Nevertheless, when it comes to going to a concert at Chene Park, the show isn't just on the stage. Just being there is half the fun.

Friday, August 10, 2007

Reflections on Cass Tech

If you haven't figured it out already based on my screen name, CT4Life, I am a proud graduate of one of Detroit's great institutions, Cass Technical High School. Legions of its alumni, some famous (musician Jack White, violinist Regina Carter, Detroit mayor Kwame Kilpatrick), a few infamous (auto executive John DeLorean, Kwame Kilpatrick), and many others less known, have made their mark locally, nationally, and even internationally.

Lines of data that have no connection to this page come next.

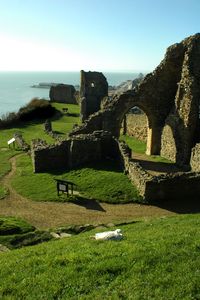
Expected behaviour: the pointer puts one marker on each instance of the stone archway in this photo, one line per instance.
(171, 90)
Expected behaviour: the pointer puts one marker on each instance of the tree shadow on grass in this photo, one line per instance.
(104, 165)
(91, 204)
(190, 206)
(161, 167)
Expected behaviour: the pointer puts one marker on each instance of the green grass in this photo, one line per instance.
(100, 181)
(5, 155)
(157, 259)
(34, 130)
(11, 225)
(16, 233)
(3, 192)
(134, 144)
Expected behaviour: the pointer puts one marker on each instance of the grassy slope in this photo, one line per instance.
(157, 259)
(32, 130)
(104, 182)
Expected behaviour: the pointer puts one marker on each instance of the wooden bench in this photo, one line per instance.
(64, 186)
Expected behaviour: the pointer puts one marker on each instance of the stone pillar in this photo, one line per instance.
(154, 140)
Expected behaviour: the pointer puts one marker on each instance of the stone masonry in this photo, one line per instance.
(94, 88)
(63, 93)
(170, 98)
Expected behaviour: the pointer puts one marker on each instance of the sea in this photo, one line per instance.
(16, 87)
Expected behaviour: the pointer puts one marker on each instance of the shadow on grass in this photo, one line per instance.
(161, 167)
(190, 206)
(104, 165)
(59, 132)
(91, 204)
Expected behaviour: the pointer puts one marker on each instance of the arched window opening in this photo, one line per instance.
(134, 129)
(143, 135)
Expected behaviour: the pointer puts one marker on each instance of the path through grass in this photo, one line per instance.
(102, 181)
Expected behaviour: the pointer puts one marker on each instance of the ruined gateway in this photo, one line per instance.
(170, 98)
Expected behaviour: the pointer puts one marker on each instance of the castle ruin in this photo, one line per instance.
(170, 97)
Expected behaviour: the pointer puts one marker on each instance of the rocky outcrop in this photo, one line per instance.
(63, 93)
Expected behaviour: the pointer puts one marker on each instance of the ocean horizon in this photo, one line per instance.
(16, 87)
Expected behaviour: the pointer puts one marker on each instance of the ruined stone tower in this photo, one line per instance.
(94, 88)
(170, 97)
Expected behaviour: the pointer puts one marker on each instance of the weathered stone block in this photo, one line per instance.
(63, 93)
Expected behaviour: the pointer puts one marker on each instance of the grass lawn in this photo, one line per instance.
(16, 233)
(34, 130)
(157, 259)
(102, 181)
(3, 192)
(5, 155)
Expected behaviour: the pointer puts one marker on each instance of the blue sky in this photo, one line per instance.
(101, 35)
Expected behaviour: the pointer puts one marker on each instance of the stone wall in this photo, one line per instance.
(63, 93)
(136, 125)
(168, 187)
(195, 158)
(94, 88)
(72, 152)
(169, 96)
(168, 146)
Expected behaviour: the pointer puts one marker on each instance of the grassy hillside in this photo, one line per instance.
(31, 130)
(157, 259)
(102, 181)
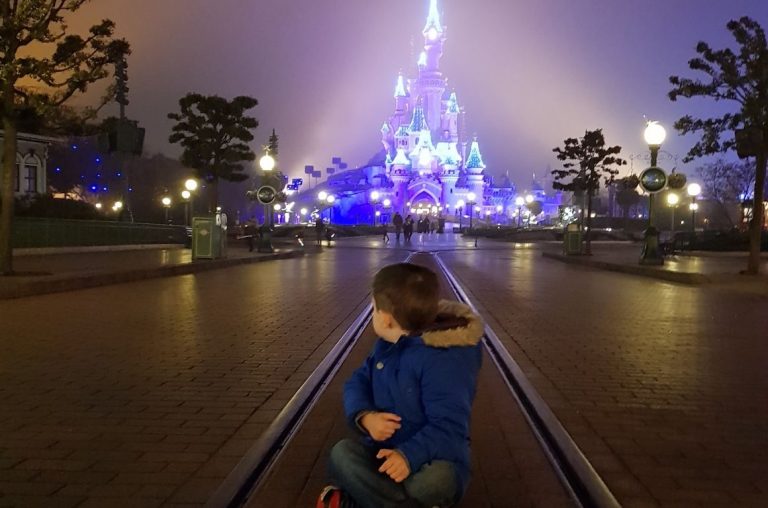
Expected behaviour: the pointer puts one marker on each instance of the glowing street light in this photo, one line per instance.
(694, 190)
(652, 180)
(267, 162)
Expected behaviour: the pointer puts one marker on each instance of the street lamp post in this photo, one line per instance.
(191, 186)
(519, 201)
(460, 211)
(167, 205)
(186, 195)
(471, 204)
(267, 164)
(374, 200)
(672, 200)
(652, 180)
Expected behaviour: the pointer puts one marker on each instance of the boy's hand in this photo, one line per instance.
(381, 426)
(395, 465)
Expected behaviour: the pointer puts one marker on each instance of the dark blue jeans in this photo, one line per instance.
(355, 469)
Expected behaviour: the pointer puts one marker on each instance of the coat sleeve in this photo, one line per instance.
(447, 390)
(358, 394)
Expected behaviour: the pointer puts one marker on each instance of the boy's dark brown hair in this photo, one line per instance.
(409, 292)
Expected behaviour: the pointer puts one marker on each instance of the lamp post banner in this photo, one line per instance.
(266, 194)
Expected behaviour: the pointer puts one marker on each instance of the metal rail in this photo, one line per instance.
(574, 470)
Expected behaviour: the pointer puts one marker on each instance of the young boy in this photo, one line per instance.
(410, 401)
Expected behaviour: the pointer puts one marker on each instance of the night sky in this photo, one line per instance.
(529, 73)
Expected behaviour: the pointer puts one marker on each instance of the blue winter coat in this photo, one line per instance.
(429, 381)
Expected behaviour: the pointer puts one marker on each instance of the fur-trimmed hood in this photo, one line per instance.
(455, 325)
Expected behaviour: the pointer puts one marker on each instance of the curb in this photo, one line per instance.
(71, 283)
(643, 271)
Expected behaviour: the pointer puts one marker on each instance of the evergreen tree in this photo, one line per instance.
(39, 81)
(586, 162)
(214, 133)
(739, 77)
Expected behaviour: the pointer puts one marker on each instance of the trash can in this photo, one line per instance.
(209, 236)
(572, 240)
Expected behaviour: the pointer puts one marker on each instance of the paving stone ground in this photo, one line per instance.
(662, 385)
(509, 467)
(148, 393)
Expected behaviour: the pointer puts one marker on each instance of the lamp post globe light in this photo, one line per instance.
(167, 205)
(694, 190)
(652, 180)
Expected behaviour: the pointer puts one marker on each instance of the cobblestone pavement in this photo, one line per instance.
(148, 393)
(507, 461)
(662, 385)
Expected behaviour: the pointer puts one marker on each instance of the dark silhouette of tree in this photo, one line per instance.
(214, 133)
(586, 162)
(627, 195)
(740, 77)
(39, 80)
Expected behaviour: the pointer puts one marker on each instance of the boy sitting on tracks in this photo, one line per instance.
(411, 400)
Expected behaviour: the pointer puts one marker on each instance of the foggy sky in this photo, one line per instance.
(529, 72)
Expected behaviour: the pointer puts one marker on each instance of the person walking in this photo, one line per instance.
(397, 221)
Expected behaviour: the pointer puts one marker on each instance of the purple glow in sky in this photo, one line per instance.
(529, 73)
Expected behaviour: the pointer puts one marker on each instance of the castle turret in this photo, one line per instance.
(474, 168)
(431, 84)
(451, 119)
(400, 174)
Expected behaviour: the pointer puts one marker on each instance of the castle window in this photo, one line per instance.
(31, 179)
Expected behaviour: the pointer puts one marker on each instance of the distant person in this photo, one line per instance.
(319, 231)
(397, 221)
(408, 228)
(410, 401)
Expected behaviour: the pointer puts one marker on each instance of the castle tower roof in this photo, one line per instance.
(475, 158)
(418, 121)
(453, 104)
(400, 90)
(433, 19)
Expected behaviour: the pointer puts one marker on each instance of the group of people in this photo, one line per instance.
(405, 226)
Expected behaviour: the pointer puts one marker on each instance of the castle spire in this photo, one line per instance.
(433, 27)
(400, 88)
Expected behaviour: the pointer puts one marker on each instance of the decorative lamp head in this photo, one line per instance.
(267, 163)
(672, 199)
(654, 134)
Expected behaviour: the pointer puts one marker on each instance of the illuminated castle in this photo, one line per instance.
(427, 162)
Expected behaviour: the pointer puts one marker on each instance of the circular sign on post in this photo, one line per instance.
(266, 194)
(653, 179)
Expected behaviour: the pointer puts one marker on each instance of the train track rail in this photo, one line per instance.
(572, 468)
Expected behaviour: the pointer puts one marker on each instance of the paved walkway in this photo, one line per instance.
(696, 267)
(67, 271)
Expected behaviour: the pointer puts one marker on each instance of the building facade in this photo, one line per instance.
(31, 161)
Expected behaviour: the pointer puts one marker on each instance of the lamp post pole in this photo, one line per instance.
(374, 200)
(652, 180)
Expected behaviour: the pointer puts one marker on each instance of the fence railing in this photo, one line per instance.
(30, 232)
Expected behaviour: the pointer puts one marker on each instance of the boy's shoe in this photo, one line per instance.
(330, 497)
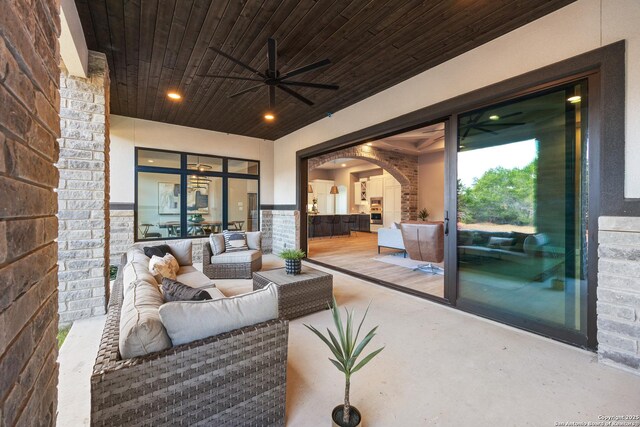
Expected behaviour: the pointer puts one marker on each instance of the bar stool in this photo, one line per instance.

An alumni group is holding a series of events this weekend to mark the 100th anniversary of Cass Tech, which will likely resemble an "all-years" reunion. Scheduled events include a tour of the new school building constructed in 2005 (don't get me started on that!), a gala at the Detroit Historical Museum, and even a concert performance by Morris Day and the Time. Unfortunately, I just became aware of these events recently, and cannot attend.

The memories of my four years at Cass Tech are mostly fond and certainly ever-lasting. I knew that I was at a special place starting with my first day of ninth grade. Walking towards the school building, which rose nearly eight stories high, I couldn't believe this was even a school at all, but more like a grand office building not much different from the ones located further downtown. Entering high school was already an intimidating enough experience for me. I was a year younger than most of my freshman classmates, making everyone else seem gigantic to me in comparison. I had to take two city buses to travel miles away from my familiar northwest Detroit neighborhood to this strange, run down area called Cass Corridor a world away. And despite an incoming class of about 900, I knew virtually no one. Nevertheless, I knew that this is where I was supposed to be.

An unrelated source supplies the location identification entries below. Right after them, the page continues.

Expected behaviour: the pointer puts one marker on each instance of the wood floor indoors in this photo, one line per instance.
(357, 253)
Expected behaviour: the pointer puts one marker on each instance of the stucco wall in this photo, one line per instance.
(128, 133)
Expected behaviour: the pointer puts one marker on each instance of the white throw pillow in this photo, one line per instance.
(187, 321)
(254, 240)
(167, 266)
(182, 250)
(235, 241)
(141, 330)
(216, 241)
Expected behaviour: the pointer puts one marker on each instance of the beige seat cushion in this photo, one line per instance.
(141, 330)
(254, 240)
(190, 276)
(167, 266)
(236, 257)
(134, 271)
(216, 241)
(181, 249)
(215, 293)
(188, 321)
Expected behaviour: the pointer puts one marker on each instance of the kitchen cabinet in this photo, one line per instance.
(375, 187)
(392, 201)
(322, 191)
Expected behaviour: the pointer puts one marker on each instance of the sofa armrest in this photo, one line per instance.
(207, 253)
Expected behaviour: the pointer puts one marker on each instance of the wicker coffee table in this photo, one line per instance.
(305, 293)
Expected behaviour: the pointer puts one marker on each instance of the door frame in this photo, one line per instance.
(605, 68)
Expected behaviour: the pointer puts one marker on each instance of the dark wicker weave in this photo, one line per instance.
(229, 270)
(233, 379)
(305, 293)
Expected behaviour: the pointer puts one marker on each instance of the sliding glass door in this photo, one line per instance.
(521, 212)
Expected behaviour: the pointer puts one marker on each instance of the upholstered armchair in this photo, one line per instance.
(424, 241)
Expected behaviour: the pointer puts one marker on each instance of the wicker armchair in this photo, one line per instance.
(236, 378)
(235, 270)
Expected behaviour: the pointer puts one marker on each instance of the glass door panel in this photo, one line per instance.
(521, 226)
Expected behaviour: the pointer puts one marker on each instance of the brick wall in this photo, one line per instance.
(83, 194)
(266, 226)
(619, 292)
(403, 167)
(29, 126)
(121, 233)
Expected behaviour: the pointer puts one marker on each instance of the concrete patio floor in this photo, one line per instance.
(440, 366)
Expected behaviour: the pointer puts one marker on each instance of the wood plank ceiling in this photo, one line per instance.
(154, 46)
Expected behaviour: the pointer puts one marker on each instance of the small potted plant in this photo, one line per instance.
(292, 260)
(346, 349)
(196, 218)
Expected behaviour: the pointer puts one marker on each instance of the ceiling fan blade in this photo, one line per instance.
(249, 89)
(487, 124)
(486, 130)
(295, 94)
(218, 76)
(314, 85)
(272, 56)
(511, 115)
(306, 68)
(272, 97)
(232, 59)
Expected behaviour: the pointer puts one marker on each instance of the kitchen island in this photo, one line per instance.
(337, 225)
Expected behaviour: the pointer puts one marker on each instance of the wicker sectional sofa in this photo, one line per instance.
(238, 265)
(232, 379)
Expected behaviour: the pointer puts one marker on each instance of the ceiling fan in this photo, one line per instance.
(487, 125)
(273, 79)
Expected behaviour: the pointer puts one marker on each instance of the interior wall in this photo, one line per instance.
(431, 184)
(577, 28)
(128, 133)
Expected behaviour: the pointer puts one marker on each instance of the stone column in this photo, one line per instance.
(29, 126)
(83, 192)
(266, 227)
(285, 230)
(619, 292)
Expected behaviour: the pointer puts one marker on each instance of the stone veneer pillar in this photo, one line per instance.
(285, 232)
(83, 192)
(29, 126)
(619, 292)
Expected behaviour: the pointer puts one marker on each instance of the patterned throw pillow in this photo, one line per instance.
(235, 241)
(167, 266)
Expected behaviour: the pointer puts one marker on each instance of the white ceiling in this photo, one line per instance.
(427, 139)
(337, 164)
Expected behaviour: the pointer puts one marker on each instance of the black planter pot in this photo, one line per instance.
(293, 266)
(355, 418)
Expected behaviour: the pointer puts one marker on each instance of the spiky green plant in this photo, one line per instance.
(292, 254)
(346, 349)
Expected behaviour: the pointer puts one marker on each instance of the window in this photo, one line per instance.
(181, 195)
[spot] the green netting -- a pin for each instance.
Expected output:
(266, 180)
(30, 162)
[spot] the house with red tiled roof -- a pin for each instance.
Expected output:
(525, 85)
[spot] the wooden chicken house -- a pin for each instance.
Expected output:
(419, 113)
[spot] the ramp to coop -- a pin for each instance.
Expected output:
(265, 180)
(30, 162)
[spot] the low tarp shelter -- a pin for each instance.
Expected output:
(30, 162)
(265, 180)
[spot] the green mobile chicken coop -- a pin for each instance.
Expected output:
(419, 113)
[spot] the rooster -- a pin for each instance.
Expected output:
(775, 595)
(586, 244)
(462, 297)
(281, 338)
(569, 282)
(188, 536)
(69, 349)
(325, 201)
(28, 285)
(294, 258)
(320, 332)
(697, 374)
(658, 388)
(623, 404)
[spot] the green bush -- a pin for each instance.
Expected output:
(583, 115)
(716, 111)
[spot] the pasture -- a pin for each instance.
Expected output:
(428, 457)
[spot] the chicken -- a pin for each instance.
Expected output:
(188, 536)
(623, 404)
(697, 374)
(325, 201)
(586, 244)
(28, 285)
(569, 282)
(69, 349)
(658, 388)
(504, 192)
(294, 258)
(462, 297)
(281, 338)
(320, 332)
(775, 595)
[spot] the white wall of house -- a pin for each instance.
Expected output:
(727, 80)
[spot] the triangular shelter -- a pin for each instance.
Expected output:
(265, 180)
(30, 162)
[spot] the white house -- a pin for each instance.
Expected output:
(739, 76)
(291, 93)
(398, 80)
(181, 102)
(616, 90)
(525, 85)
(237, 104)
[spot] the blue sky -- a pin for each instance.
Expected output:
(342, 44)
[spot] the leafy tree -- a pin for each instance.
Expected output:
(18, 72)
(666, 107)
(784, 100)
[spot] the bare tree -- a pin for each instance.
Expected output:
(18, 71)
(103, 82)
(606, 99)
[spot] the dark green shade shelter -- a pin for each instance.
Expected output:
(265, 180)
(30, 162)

As one of the two most selective schools within the Detroit Public School system, Cass Tech wasn't just for anybody, and I knew it. Heck, I felt privileged to be there, even though I felt I deserved it, thanks to my strong academic background and entrance exam scores. For once, I finally felt as if I was in an environment where there were so many others just like me, people who had a willingness to learn and a desire to accomplish great things in their lives. I no longer had to be afraid of what people would think of me because of my interest in academics.

Years later, I'm even more confident that I made the right decision to attend Cass Tech. The solid foundation that I received there prepared me well for college, graduate school, and a successful technology career.

And I don't mean to sound like a snob, but in the circles that my wife and I tend to navigate in, when we meet other African-American professionals in their 30s and 40s who were raised in the Detroit area, more likely than not, they attended Cass Tech, or perhaps a few other schools, such as Renaissance, M.L. King, Southfield, Southfield-Lathrup, or University of Detroit High School. I find it odd that I hardly meet people who attended other DPS schools these days. And I can't even remember the last time I ran into one of my classmates from middle school who didn't attend Cass Tech. I sometimes wonder if my life would have been different had I not attended Cass Tech.

I will always have a soft spot in my heart for my beloved high school. I hope that today's Technicians have an appreciation of the legacy that they have inherited, and that they will continue to uphold the standards of excellence that are required of all who accept the challenge of attending Cass Technical High School.